Dans quel jeu – « fini » ou « infini » – décidez vous ? (James P. Carse & Simon Sinek)

La manière dont nous décidons dépend du contexte dans lequel on « joue » : on n’arrête, ne prend, ne porte et ne tient pas de la même manière une décision si des vies sont « en jeu » (domaines humanitaire, médical, militaire…), si c’est une situation critique en entreprise (de licenciements massifs à une innovation de rupture qui déboule sur le marché), si on est en train de tomber amoureux (en fonction du contexte là aussi culturel dans lequel on a été élevé) ou encore si on choisit des confitures au supermarché (petit clin d’oeil à la passionnante étude de psychologie de Sheena Iyengar et Mark Lepper en 2000 sur l’impact d’avoir trop de choix quand on fait ses courses).

Et si nous apportions, dans un monde professionnel qui tente de s’inspirer des jeux au sens large (du rugby aux échecs), une nouvelle distinction crée par James P. Carse, professeur émérite d’histoire et de littérature des religions de l’université de New York : « Il y a au moins deux types de jeux. L’un pourrait s’appeler fini, l’autre infini. Un jeu fini est joué dans l’objectif de gagner. un jeu infini à pour finalité de continuer à jouer » est le premier des 101 points de son ouvrage « Finite and Infinite Games, a vision of life as play and possibility ».

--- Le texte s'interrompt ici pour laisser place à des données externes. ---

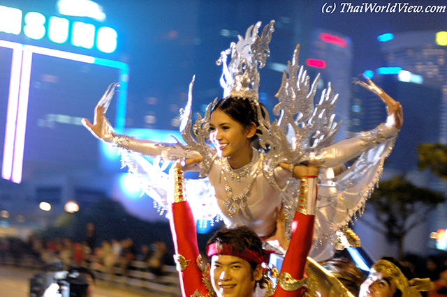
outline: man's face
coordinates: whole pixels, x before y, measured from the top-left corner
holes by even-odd
[[[372,270],[360,286],[358,297],[393,297],[396,290],[396,284],[388,275]]]
[[[250,264],[235,256],[215,255],[211,258],[211,282],[219,297],[251,297],[262,268],[252,272]]]

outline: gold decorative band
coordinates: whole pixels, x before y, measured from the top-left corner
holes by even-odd
[[[186,192],[184,188],[184,172],[180,168],[174,169],[174,203],[186,201]]]
[[[304,277],[301,280],[297,280],[287,273],[281,273],[278,277],[278,285],[281,288],[287,291],[296,291],[302,287],[308,287],[309,284],[309,279]]]
[[[112,142],[118,147],[127,149],[129,148],[129,136],[125,134],[115,136],[112,139]]]
[[[175,268],[178,272],[182,272],[191,265],[191,260],[186,260],[184,257],[177,254],[174,255],[174,261],[175,261]]]

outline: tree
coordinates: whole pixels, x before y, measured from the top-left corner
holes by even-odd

Comme notre processus de décision, similaire au mécanisme de perception, opère à plusieurs niveaux par différences, autant commencer par comprendre le type de jeu auquel nous décidons plus ou moins consciemment de jouer, plutôt que d’essayer d’en changer les règles de manière incrémentale. Nous décidons d’autant mieux si nous repérons les différences… qui font une différence !

Cette idée fondatrice a été reprise plus récemment par Simon Sinek bien connu pour son « why » : « Les jeux finis sont disputés par des joueurs désignés. Ils ont des règles fixes. Et il existe un objectif convenu qui, lorsqu’il est atteint, met fin au jeu. Le football, par exemple, est un jeu fini : les joueurs sont aisément reconnaissables à leurs maillots et il existe une série de règles qu’un arbitre fait appliquer et que tous les joueurs sont convenus de respecter – ils acceptent d’être sanctionnés s’ils les enfreignent. Tout le monde admet que l’équipe qui a marqué le plus de points à la fin du temps imparti est déclarée gagnante ; le jeu prend alors fin et chacun rentre chez soi. Dans les jeux finis, il y a un début, un milieu et une fin.
Les jeux infinis, au contraire, font intervenir des joueurs connus et des joueurs inconnus. Ils n’ont pas de règles précises ou admises. Il peut exister des conventions ou des lois gouvernant le comportement des joueurs, mais ces derniers agissent à leur guise à l’intérieur de ces vastes frontières. Et s’ils choisissent de rompre les conventions, ils le peuvent. La manière dont chaque joueur choisit de jouer ne dépend que de lui et il peut en changer à tout moment pour n’importe quelle raison. »

Vous voyez où je souhaite en venir ? Non pas qu’un jeu soit meilleur qu’un autre, tout dépend là aussi du contexte, mais décider consciemment à quel jeu vous jouez avant d’agir sur le terrain vous redonne de la liberté, tout autant que choisir de passer d’un jeu à l’autre.

Savez vous à quel jeu vous avez implicitement décidé de jouer dans votre carrière par exemple ? Et si, dans une situation critique,
> il n’y avait pas de fin
> de nouveaux acteurs que vous n’aviez pas prévu pouvaient rentrer sur le terrain
> les règles du jeu pouvaient changer pendant le déroulement du « match » que vous menez,
décideriez vous différemment ?

Je voulais laisse avec un mot de James Carse : « Les joueurs finis jouent à l’intérieur des frontières ; les joueurs infinis jouent avec les frontières ».